Lightfastness refers to the ability of a pigment to remain permanent once exposed to light and other factors. It is often affected by the concentration of the pigment and the nature of the pigment itself. It is also altered depending on the medium that is driving the pigment.
Lightfastness is not always an indicator of quality in paints.
The binders, mediums and varnishes used in painting absorb UV light wavelengths, thereby protecting the pigments from damaging effects. Oil, for example, more thoroughly encapsulates its pigments than the less robust binders in watercolour or pastel. Consequently, oil paints are generally able to handle more UV impact and may have more lightfastness.
There is a lightfast rating that can be found on the back of some paints, it can look like this:
ASTM I — Excellent Lightfastness
ASTM II — Very Good Lightfastness
ASTM III — Not Sufficiently Lightfast to be used in artists’ paints
When we talk about colour shift, we are talking about the paint’s shift in colour from when it is applied wet, to when it dries. Acrylic paints usually darken in tone as they dry, making colour matching difficult, so artists have to remember to allow for this when mixing wet colours.

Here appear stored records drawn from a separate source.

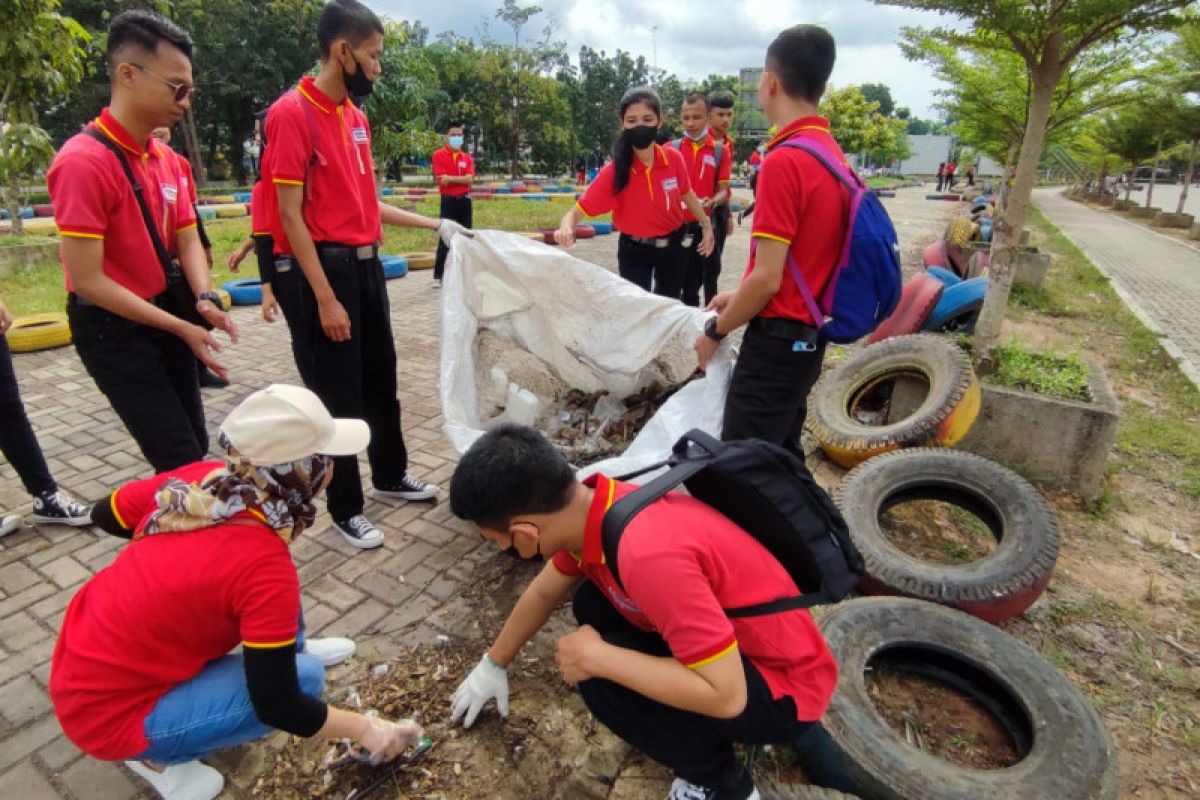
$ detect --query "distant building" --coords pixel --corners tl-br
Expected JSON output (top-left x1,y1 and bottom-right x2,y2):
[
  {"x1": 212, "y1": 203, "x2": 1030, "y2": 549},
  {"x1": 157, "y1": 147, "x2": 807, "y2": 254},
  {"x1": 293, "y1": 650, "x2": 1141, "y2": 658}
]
[
  {"x1": 738, "y1": 68, "x2": 763, "y2": 111},
  {"x1": 898, "y1": 134, "x2": 954, "y2": 175}
]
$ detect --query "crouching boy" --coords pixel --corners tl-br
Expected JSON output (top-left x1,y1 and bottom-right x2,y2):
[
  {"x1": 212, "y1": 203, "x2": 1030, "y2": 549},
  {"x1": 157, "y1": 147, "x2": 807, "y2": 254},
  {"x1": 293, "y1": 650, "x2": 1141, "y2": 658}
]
[{"x1": 446, "y1": 425, "x2": 838, "y2": 800}]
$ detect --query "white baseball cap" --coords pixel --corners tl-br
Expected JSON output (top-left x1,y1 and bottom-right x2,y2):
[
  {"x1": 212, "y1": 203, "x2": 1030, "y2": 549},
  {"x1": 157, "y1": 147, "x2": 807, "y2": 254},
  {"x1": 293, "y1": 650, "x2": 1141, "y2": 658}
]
[{"x1": 219, "y1": 384, "x2": 370, "y2": 466}]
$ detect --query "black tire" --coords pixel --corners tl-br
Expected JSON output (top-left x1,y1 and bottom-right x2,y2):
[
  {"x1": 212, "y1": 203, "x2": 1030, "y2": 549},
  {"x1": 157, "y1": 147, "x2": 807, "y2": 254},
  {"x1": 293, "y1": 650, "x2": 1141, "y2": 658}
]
[
  {"x1": 809, "y1": 334, "x2": 981, "y2": 468},
  {"x1": 758, "y1": 779, "x2": 862, "y2": 800},
  {"x1": 836, "y1": 449, "x2": 1060, "y2": 623},
  {"x1": 795, "y1": 598, "x2": 1117, "y2": 800}
]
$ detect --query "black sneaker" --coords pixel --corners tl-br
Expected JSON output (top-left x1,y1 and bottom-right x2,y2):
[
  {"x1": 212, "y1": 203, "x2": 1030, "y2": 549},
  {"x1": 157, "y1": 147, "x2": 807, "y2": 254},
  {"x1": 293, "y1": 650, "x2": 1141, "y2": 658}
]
[
  {"x1": 32, "y1": 491, "x2": 92, "y2": 527},
  {"x1": 199, "y1": 368, "x2": 230, "y2": 389},
  {"x1": 372, "y1": 474, "x2": 439, "y2": 502},
  {"x1": 332, "y1": 514, "x2": 384, "y2": 550}
]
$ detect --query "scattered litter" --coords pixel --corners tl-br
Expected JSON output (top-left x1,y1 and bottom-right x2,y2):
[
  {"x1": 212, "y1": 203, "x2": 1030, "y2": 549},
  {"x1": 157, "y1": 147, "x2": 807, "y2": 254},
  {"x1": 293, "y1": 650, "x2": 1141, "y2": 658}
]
[{"x1": 371, "y1": 664, "x2": 389, "y2": 678}]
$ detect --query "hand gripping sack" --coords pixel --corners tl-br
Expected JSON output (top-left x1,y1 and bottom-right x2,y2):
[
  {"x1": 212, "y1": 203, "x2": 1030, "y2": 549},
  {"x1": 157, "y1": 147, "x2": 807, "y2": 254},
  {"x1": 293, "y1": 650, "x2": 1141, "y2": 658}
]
[
  {"x1": 776, "y1": 138, "x2": 903, "y2": 343},
  {"x1": 601, "y1": 430, "x2": 863, "y2": 617}
]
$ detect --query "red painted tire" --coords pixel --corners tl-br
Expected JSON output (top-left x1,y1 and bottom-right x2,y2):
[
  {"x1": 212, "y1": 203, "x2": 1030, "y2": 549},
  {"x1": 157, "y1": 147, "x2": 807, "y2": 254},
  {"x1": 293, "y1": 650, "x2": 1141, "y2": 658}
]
[
  {"x1": 922, "y1": 241, "x2": 948, "y2": 269},
  {"x1": 536, "y1": 228, "x2": 559, "y2": 245},
  {"x1": 32, "y1": 204, "x2": 55, "y2": 218},
  {"x1": 573, "y1": 224, "x2": 596, "y2": 239},
  {"x1": 868, "y1": 273, "x2": 944, "y2": 344},
  {"x1": 510, "y1": 185, "x2": 528, "y2": 194},
  {"x1": 835, "y1": 449, "x2": 1060, "y2": 623}
]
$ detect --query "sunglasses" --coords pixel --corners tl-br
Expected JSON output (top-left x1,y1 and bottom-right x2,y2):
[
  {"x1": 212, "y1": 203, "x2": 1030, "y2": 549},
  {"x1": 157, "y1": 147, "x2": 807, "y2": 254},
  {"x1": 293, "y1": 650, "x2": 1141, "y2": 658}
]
[{"x1": 132, "y1": 63, "x2": 195, "y2": 103}]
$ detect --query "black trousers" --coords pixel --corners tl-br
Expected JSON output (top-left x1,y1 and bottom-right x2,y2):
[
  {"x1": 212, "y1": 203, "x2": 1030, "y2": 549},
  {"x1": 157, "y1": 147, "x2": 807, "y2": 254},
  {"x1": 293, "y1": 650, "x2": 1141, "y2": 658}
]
[
  {"x1": 302, "y1": 247, "x2": 407, "y2": 521},
  {"x1": 573, "y1": 582, "x2": 814, "y2": 788},
  {"x1": 722, "y1": 321, "x2": 827, "y2": 458},
  {"x1": 434, "y1": 195, "x2": 473, "y2": 280},
  {"x1": 67, "y1": 299, "x2": 207, "y2": 473},
  {"x1": 0, "y1": 336, "x2": 55, "y2": 496},
  {"x1": 681, "y1": 221, "x2": 723, "y2": 308},
  {"x1": 616, "y1": 231, "x2": 686, "y2": 299},
  {"x1": 256, "y1": 236, "x2": 317, "y2": 389},
  {"x1": 712, "y1": 203, "x2": 730, "y2": 256}
]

When paint is a high quality, it will have a limited colour shift, and when it is a student-level it can shift greatly in the tone. This is due to the binder that is mixed with the paint. The binders can be cloudy when wet, and clear when dry, thus you will see a shift in tone.
High-quality paints use a clearer binder, and so they remain the same whether they are wet or dry.
SO. What is the right decision to make?
If you're asking us, we will always encourage you to go with the best that you can afford. If that means that you grab some paint from the student-quality brands and others from the artist level's selection, it means that you will be making a better painting than if you just grabbed all dollar-store types of paint.
We've done our best to outline the major factors that come into play when you’re talking about the quality of the paint. We hope that you feel a little more informed to make the right decision when buying your paints.Happy Painting!